Icon View Thread

The following is the text of the current message along with any replies.
Messages 1 to 8 of 8 total
Thread Stop word lists
Thu, Nov 29 2007 3:48 AMPermanent Link

Roy Lambert

NLH Associates

Team Elevate Team Elevate

Tim

In your textfilter do you use a sorted stringlist for the stopwords or do you have a faster approach? If so can you share it please?

Roy Lambert
Thu, Nov 29 2007 4:56 PMPermanent Link

Tim Young [Elevate Software]

Elevate Software, Inc.

Avatar

Email timyoung@elevatesoft.com

Roy,

<< In your textfilter do you use a sorted stringlist for the stopwords or do
you have a faster approach? If so can you share it please? >>

It uses a pre-sorted, constant array of strings:

  NUM_STOP_WORDS = 144;

  STOP_WORDS: array [0..NUM_STOP_WORDS-1] of TEDBString = (
     'ABOUT','ABOVE','AFAIK','ALL','ALONG','ALSO','ALTHOUGH','AND','ARE','ARENT',
     'BECAUSE','BEEN','BTW','BUT','CAN','CANNOT','CANT','COULD','COULDNT','DID',
     'DIDNT','DOES','DOESNT','DUH','EITHER','ETC','EVEN','EVER','FOR','FROM',
     'FURTHERMORE','FYI','GET','GETS','GOT','GOTTEN','HAD','HADNT','HARDLY',
     'HAS','HASNT','HAVING','HENCE','HER','HERE','HERS','HEREBY','HEREIN',
     'HEREOF','HEREON','HERETO','HEREWITH','HIM','HIS','HOW','HOWEVER','IMHO','IMO',
     'INTO','ISNT','ITS','LOL','MINE','NOR','NOT','ONTO','OTHER','OTOH','OUR',
     'OURS','OUT','OVER','REALLY','ROTFL','SAID','SAME','SHE','SHOULD','SHOULDNT',
     'SINCE','SOMEWHAT','SUCH','THAN','THAT','THATLL','THATS','THE','THEIR',
     'THEIRS','THEM','THEN','THERE','THEREBY','THEREFORE','THEREFROM',
     'THEREIN','THEREOF','THEREON','THERETO','THEREWITH','THESE','THEY',
     'THEYLL','THEYRE','THIS','THOSE','THROUGH','THROUGHOUT','THUS','TIA','TOO',
     'UNDER','UNTIL','UNTO','UPON','VERY','WAS','WASNT','WERE','WERENT','WHAT',
     'WHEN','WHERE','WHEREBY','WHEREIN','WHETHER','WHICH','WHILE','WHO','WHOM',
     'WHOS','WHOSE','WHY','WITH','WITHIN','WITHOUT','WONT','WOULD','WOULDNT',
     'YOU','YOULL','YOUR','YOURE','YOURS');

--
Tim Young
Elevate Software
www.elevatesoft.com

Fri, Nov 30 2007 4:11 AMPermanent Link

Roy Lambert

NLH Associates

Team Elevate Team Elevate

Tim


Not sure I can translate that to a user defined list so I'll go for a sorted stringlist.

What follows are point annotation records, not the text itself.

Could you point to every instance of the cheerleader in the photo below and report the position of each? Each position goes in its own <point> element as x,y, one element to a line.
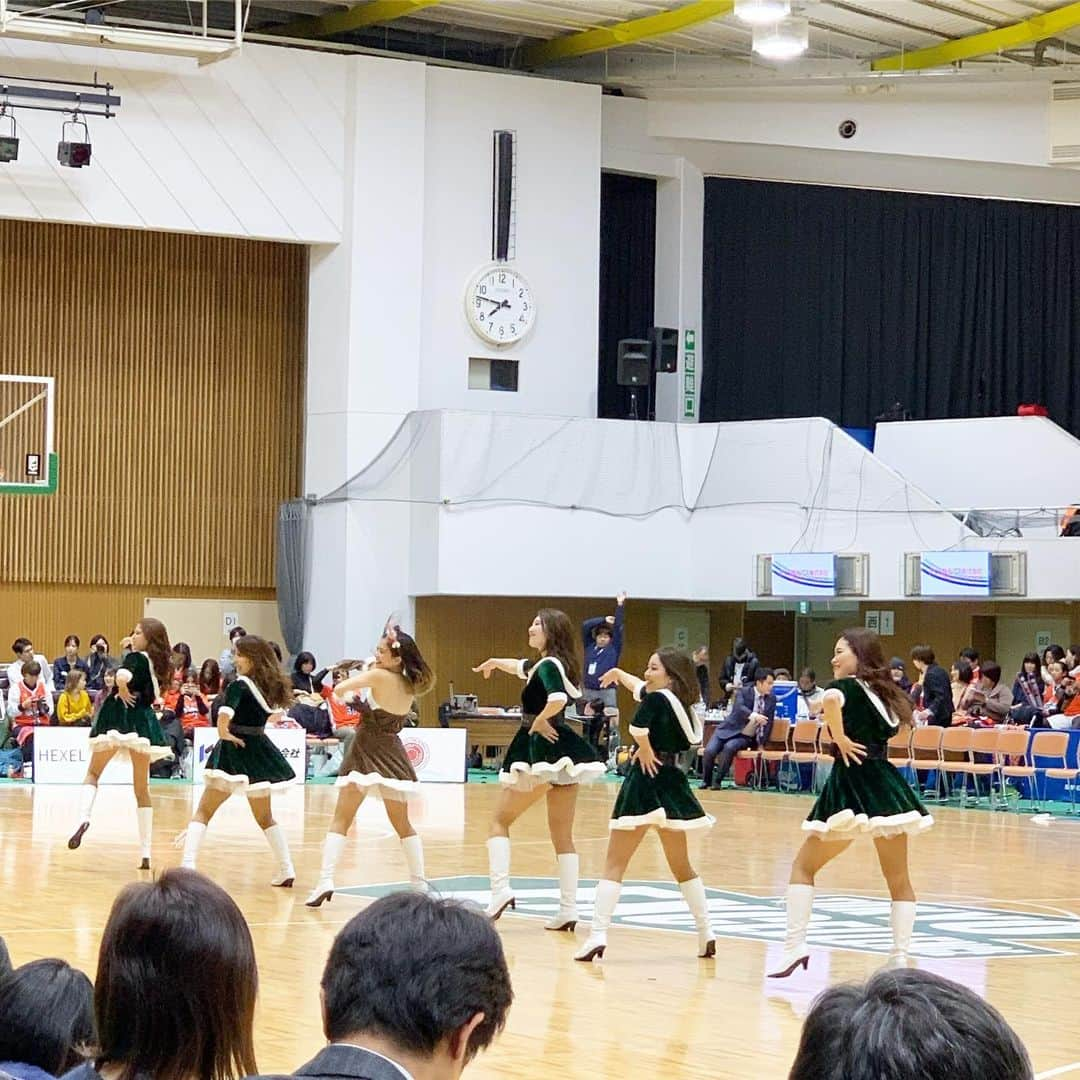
<point>244,760</point>
<point>656,793</point>
<point>545,759</point>
<point>126,724</point>
<point>376,763</point>
<point>864,795</point>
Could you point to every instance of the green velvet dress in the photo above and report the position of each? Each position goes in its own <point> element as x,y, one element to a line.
<point>133,729</point>
<point>665,799</point>
<point>258,766</point>
<point>530,759</point>
<point>872,797</point>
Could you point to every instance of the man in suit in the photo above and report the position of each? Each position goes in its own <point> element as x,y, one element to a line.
<point>414,987</point>
<point>936,689</point>
<point>750,721</point>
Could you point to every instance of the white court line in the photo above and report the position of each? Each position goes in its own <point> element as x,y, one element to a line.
<point>1061,1070</point>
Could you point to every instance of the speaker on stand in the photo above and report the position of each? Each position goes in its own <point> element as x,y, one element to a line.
<point>634,370</point>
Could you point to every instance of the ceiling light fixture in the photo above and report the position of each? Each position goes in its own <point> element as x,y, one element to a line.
<point>761,12</point>
<point>783,40</point>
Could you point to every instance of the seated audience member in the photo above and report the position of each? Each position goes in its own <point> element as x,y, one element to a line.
<point>210,680</point>
<point>811,697</point>
<point>70,661</point>
<point>306,679</point>
<point>936,696</point>
<point>907,1025</point>
<point>701,670</point>
<point>899,674</point>
<point>46,1020</point>
<point>750,721</point>
<point>1028,705</point>
<point>109,682</point>
<point>73,706</point>
<point>228,659</point>
<point>392,1010</point>
<point>29,705</point>
<point>24,653</point>
<point>177,955</point>
<point>1051,653</point>
<point>98,662</point>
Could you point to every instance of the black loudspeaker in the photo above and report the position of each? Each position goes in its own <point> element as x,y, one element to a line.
<point>664,348</point>
<point>635,363</point>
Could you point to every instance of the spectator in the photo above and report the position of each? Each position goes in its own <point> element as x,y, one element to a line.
<point>750,720</point>
<point>1050,655</point>
<point>210,680</point>
<point>971,656</point>
<point>24,653</point>
<point>48,1028</point>
<point>392,1010</point>
<point>603,642</point>
<point>98,662</point>
<point>811,697</point>
<point>701,670</point>
<point>900,675</point>
<point>177,957</point>
<point>70,661</point>
<point>109,682</point>
<point>936,694</point>
<point>903,1025</point>
<point>29,705</point>
<point>306,679</point>
<point>1028,705</point>
<point>73,706</point>
<point>739,667</point>
<point>228,659</point>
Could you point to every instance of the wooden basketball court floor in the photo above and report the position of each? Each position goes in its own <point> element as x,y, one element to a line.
<point>1001,914</point>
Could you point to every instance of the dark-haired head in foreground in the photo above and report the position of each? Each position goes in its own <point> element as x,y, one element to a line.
<point>903,1025</point>
<point>417,979</point>
<point>46,1016</point>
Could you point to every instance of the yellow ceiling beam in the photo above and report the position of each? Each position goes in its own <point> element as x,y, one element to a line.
<point>356,17</point>
<point>625,34</point>
<point>1025,32</point>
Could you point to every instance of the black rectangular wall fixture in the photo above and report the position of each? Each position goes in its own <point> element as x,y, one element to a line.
<point>502,194</point>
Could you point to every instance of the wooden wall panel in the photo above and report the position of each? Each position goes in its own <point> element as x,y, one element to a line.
<point>179,378</point>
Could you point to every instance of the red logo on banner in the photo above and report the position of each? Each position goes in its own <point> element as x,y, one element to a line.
<point>417,751</point>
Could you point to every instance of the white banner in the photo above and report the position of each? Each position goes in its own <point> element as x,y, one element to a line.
<point>437,754</point>
<point>291,741</point>
<point>61,756</point>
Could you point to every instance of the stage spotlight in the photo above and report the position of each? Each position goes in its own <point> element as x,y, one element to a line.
<point>9,143</point>
<point>70,153</point>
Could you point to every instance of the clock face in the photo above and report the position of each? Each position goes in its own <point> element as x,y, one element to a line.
<point>499,305</point>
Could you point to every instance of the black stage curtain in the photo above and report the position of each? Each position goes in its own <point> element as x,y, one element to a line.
<point>628,274</point>
<point>840,302</point>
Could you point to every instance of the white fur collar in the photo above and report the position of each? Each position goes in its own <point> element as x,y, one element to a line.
<point>568,686</point>
<point>879,705</point>
<point>690,724</point>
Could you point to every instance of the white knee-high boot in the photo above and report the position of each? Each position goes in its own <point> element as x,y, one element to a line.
<point>333,847</point>
<point>86,795</point>
<point>413,847</point>
<point>566,917</point>
<point>604,905</point>
<point>192,841</point>
<point>145,815</point>
<point>799,909</point>
<point>902,920</point>
<point>286,873</point>
<point>693,893</point>
<point>498,861</point>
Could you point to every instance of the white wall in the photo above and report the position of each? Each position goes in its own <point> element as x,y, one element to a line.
<point>252,146</point>
<point>557,237</point>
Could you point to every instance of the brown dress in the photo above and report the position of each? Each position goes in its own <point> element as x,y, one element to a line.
<point>376,763</point>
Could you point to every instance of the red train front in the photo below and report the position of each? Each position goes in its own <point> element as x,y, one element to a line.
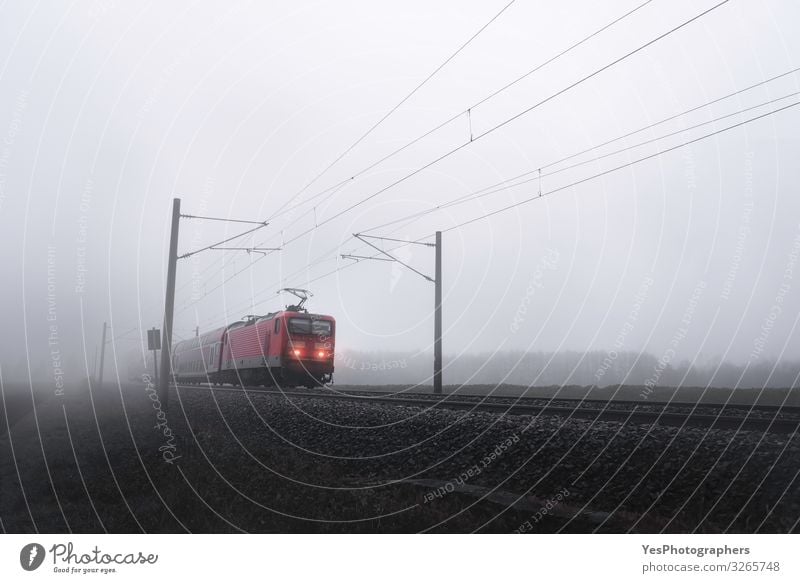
<point>287,348</point>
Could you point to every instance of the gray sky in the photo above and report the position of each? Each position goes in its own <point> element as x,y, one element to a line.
<point>109,109</point>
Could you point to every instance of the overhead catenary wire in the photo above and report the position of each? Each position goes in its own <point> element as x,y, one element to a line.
<point>467,111</point>
<point>509,182</point>
<point>575,183</point>
<point>332,190</point>
<point>324,257</point>
<point>399,104</point>
<point>511,119</point>
<point>482,135</point>
<point>620,167</point>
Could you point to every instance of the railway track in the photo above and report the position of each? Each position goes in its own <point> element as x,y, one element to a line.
<point>762,418</point>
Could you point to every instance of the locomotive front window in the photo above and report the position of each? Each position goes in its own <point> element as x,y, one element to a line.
<point>299,326</point>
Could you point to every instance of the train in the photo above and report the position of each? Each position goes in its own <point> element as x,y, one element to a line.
<point>287,348</point>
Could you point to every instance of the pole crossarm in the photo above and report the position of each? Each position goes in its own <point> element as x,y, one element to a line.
<point>264,223</point>
<point>362,257</point>
<point>218,243</point>
<point>391,257</point>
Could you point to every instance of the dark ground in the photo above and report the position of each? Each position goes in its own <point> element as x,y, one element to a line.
<point>90,462</point>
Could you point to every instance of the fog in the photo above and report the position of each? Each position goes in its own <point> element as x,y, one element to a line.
<point>109,110</point>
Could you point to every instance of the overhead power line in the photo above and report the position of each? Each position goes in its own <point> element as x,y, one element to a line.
<point>510,119</point>
<point>399,104</point>
<point>468,110</point>
<point>620,167</point>
<point>504,184</point>
<point>510,182</point>
<point>484,134</point>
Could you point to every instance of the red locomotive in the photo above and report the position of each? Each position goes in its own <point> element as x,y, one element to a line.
<point>286,348</point>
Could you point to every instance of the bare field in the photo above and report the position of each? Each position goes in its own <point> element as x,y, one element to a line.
<point>95,461</point>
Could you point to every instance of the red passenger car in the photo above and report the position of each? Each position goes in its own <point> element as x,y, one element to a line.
<point>286,348</point>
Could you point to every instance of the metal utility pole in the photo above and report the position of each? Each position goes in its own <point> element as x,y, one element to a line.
<point>102,357</point>
<point>167,374</point>
<point>154,344</point>
<point>437,318</point>
<point>437,298</point>
<point>169,307</point>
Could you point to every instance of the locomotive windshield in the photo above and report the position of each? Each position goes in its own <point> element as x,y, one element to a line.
<point>308,326</point>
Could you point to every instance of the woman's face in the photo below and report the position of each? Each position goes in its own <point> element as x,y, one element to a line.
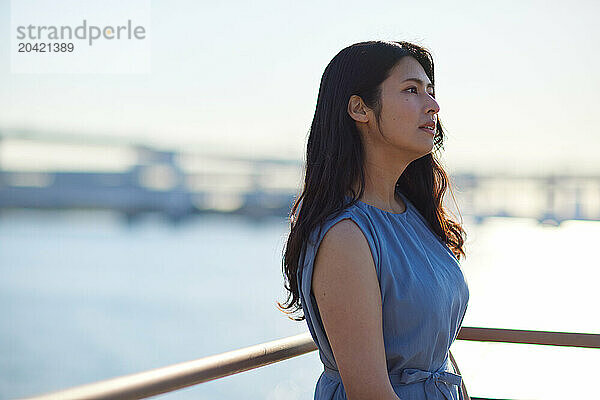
<point>406,105</point>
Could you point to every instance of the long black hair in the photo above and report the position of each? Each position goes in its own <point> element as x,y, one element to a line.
<point>335,155</point>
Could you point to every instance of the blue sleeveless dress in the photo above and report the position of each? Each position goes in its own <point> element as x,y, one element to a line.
<point>424,299</point>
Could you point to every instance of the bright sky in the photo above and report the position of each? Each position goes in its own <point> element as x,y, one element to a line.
<point>517,81</point>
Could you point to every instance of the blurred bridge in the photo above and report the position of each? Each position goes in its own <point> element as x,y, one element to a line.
<point>179,184</point>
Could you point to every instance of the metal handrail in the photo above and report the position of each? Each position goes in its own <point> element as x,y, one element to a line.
<point>178,376</point>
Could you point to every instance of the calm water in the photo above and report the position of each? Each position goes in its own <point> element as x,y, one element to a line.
<point>84,297</point>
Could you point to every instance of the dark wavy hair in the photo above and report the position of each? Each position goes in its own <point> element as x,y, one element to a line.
<point>335,156</point>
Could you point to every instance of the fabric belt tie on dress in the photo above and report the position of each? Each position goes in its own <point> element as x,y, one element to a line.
<point>433,381</point>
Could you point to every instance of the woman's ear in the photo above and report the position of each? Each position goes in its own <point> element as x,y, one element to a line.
<point>357,109</point>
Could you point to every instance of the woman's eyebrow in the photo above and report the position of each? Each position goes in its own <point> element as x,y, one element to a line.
<point>429,85</point>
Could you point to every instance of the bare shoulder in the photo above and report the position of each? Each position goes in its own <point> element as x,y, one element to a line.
<point>348,296</point>
<point>344,246</point>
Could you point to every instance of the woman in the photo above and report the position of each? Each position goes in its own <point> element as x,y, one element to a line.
<point>372,257</point>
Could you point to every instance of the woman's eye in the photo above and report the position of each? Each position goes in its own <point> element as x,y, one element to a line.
<point>414,88</point>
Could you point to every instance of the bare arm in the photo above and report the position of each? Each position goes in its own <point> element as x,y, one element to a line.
<point>347,291</point>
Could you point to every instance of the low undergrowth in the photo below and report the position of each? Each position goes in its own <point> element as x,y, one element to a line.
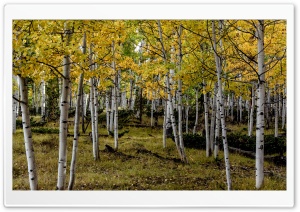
<point>141,163</point>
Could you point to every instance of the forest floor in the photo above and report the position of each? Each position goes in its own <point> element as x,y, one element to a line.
<point>141,163</point>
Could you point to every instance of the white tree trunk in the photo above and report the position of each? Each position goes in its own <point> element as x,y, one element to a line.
<point>107,109</point>
<point>212,124</point>
<point>32,172</point>
<point>276,108</point>
<point>96,105</point>
<point>43,106</point>
<point>116,85</point>
<point>93,108</point>
<point>187,108</point>
<point>180,133</point>
<point>197,111</point>
<point>259,164</point>
<point>111,122</point>
<point>152,108</point>
<point>87,104</point>
<point>76,134</point>
<point>14,106</point>
<point>206,123</point>
<point>165,124</point>
<point>231,107</point>
<point>63,127</point>
<point>221,104</point>
<point>283,110</point>
<point>217,130</point>
<point>173,121</point>
<point>251,111</point>
<point>241,108</point>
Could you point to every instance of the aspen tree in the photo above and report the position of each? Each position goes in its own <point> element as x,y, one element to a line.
<point>221,104</point>
<point>259,165</point>
<point>76,123</point>
<point>64,108</point>
<point>32,171</point>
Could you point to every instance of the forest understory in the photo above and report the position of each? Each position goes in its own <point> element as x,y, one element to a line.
<point>140,163</point>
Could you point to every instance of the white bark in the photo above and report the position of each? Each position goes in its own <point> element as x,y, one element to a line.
<point>276,108</point>
<point>111,122</point>
<point>251,111</point>
<point>283,109</point>
<point>64,107</point>
<point>76,134</point>
<point>152,108</point>
<point>241,109</point>
<point>107,109</point>
<point>96,105</point>
<point>259,164</point>
<point>165,124</point>
<point>93,108</point>
<point>217,130</point>
<point>116,85</point>
<point>14,106</point>
<point>187,108</point>
<point>221,104</point>
<point>206,123</point>
<point>197,111</point>
<point>32,172</point>
<point>212,124</point>
<point>43,105</point>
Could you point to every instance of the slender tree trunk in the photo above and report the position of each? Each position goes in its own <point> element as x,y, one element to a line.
<point>197,111</point>
<point>14,106</point>
<point>96,105</point>
<point>221,104</point>
<point>187,108</point>
<point>76,134</point>
<point>165,124</point>
<point>206,123</point>
<point>173,121</point>
<point>43,106</point>
<point>116,84</point>
<point>87,104</point>
<point>179,105</point>
<point>32,172</point>
<point>63,130</point>
<point>152,108</point>
<point>232,105</point>
<point>260,107</point>
<point>212,124</point>
<point>217,130</point>
<point>276,108</point>
<point>268,109</point>
<point>111,122</point>
<point>283,110</point>
<point>92,108</point>
<point>251,111</point>
<point>107,109</point>
<point>241,109</point>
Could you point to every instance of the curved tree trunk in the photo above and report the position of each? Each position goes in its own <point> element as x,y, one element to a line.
<point>206,123</point>
<point>63,127</point>
<point>76,134</point>
<point>251,111</point>
<point>260,125</point>
<point>197,111</point>
<point>217,130</point>
<point>32,172</point>
<point>221,104</point>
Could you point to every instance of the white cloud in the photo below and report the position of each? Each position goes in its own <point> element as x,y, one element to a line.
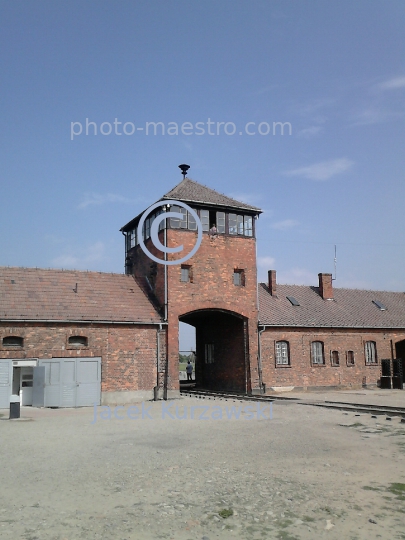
<point>393,84</point>
<point>83,260</point>
<point>322,170</point>
<point>266,262</point>
<point>310,131</point>
<point>285,224</point>
<point>96,199</point>
<point>248,198</point>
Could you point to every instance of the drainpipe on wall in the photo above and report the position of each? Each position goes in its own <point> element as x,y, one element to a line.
<point>166,375</point>
<point>259,361</point>
<point>156,388</point>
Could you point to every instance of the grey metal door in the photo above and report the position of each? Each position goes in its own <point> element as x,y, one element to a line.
<point>52,382</point>
<point>6,377</point>
<point>68,382</point>
<point>88,381</point>
<point>72,382</point>
<point>38,386</point>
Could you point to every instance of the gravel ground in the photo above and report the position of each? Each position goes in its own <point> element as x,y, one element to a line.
<point>307,473</point>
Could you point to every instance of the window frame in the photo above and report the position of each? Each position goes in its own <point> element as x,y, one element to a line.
<point>276,355</point>
<point>314,354</point>
<point>333,361</point>
<point>18,344</point>
<point>188,268</point>
<point>209,357</point>
<point>83,342</point>
<point>373,346</point>
<point>347,358</point>
<point>241,273</point>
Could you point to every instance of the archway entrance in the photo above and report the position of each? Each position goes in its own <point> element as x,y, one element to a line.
<point>221,350</point>
<point>400,349</point>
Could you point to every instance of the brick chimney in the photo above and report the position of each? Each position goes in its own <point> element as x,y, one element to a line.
<point>325,286</point>
<point>272,284</point>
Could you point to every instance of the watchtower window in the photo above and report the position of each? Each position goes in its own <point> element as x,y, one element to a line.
<point>209,353</point>
<point>186,274</point>
<point>242,225</point>
<point>239,278</point>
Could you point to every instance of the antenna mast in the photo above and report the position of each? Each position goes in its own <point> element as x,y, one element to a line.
<point>335,261</point>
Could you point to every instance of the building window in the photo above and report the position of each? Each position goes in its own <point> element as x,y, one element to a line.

It should never be that long anyway (famous last words).

Roy Lambert
Mon, Dec 3 2007 8:03 PMPermanent Link

Tim Young [Elevate Software]

Elevate Software, Inc.

Avatar

Email timyoung@elevatesoft.com

Roy,

<< Not sure I can translate that to a user defined list so I'll go for a
sorted stringlist. It should never be that long anyway (famous last words).
>>

Isn't most text comprised of a smaller set of English words in the
sub-20,000 word range ?  If so, then the stop word list should remain pretty
small over time.

--
Tim Young
Elevate Software
www.elevatesoft.com

Tue, Dec 4 2007 3:24 AMPermanent Link

Roy Lambert

NLH Associates

Team Elevate Team Elevate

Tim

>Isn't most text comprised of a smaller set of English words in the
>sub-20,000 word range ? If so, then the stop word list should remain pretty
>small over time.

See I told you so - famous last words - what you're saying is I can grow the stringlist to 19,999 items Smiley

Roy Lambert
Tue, Dec 4 2007 9:09 AMPermanent Link

Roy Lambert

NLH Associates

Team Elevate Team Elevate

Tim
OK, I'm thick, how to you test if a word is in the sorted list?


Roy Lambert
Tue, Dec 4 2007 4:42 PMPermanent Link

Tim Young [Elevate Software]

Elevate Software, Inc.

Avatar

Email timyoung@elevatesoft.com

Roy,

<< OK, I'm thick, how to you test if a word is in the sorted list? >>

In edbstring.pas there's this function:

function IsStopWord(Locale: Integer; const Value: TEDBString): Boolean;
var
  CompareResult: Integer;
  I: Integer;
  Low: Integer;
  High: Integer;
begin
  Result:=False;
  Low:=0;
  High:=(NUM_STOP_WORDS-1);
  while (Low <= High) do
     begin
     I:=((Low+High) div 2);
     CompareResult:=CompareStrings(Locale,STOP_WORDS[I],Value);  //
CompareStrings is in edbstring.pas also
     case CompareResult of
        CMP_GREATER: High:=(I-1);
        CMP_LESS: Low:=(I+1);
        CMP_EQUAL:
           begin
           Result:=True;
           Break;
           end;
        end;
     end;
end;

--
Tim Young
Elevate Software
www.elevatesoft.com

Wed, Dec 5 2007 4:20 AMPermanent Link

Roy Lambert

NLH Associates

Team Elevate Team Elevate

Tim


Nice - I may steal it for something.

Roy Lambert
Image